The taste was electric. A sharp, coppery tang exploded in his mouth, and for a blissful, horrifying instant, the gnawing emptiness in his stomach subsided. It was a feeling of profound relief, of a deep thirst finally quenched. He pulled back, disgusted and terrified, a reddish-brown smear on his lips. What was he becoming?
He stumbled back to his room and collapsed in front of his laptop, his hands shaking. He pulled up Arthur Finch’s blog, Kheper’s Nest. He wasn't looking for answers anymore; he was looking for confirmation. He scrolled past the arrogant pronouncements and the cryptic ritual notes until he found the later entries, the ones written in the grip of the same transformation he was now enduring.
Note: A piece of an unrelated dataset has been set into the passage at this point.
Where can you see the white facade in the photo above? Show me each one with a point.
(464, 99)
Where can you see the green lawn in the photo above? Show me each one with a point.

Finch wrote about it with a chilling, detached fascination. “The vessel must be prepared. The internal environment must be made hospitable. My palate has… shifted. I find myself drawn to the telluric, the chthonic. The base elements. It is not my hunger I am satisfying, but the nest’s. Kheper is remodeling its new home from the inside out.”
The words hit Liam with the force of a physical blow. Remodeling its new home. He looked from the screen to his own pale, trembling hands. The weight in his gut wasn't hunger. It was construction. The coughing up of the stone leg wasn't just a byproduct; it was the start of the process. The entity wasn't just living inside him. It was hollowing him out, turning his organs and senses to its own purpose, preparing the ground for something to grow.
He pressed a hand to his stomach, where the gnawing ache was returning. The vibration from the scarab in his pocket pulsed in time with it, a steady, patient rhythm. Thump-thump. Thump-thump. It wasn't just a rock anymore. It was an engine, powering the slow, methodical demolition of Liam Carter. He wasn't just a host, a carrier for a cursed object. He was the soil. He was the incubator. He was the nest. And the horrifying, unspoken question left hanging in the air was: what, exactly, was Finch’s final, terrified word meant for? What was hatching inside of him?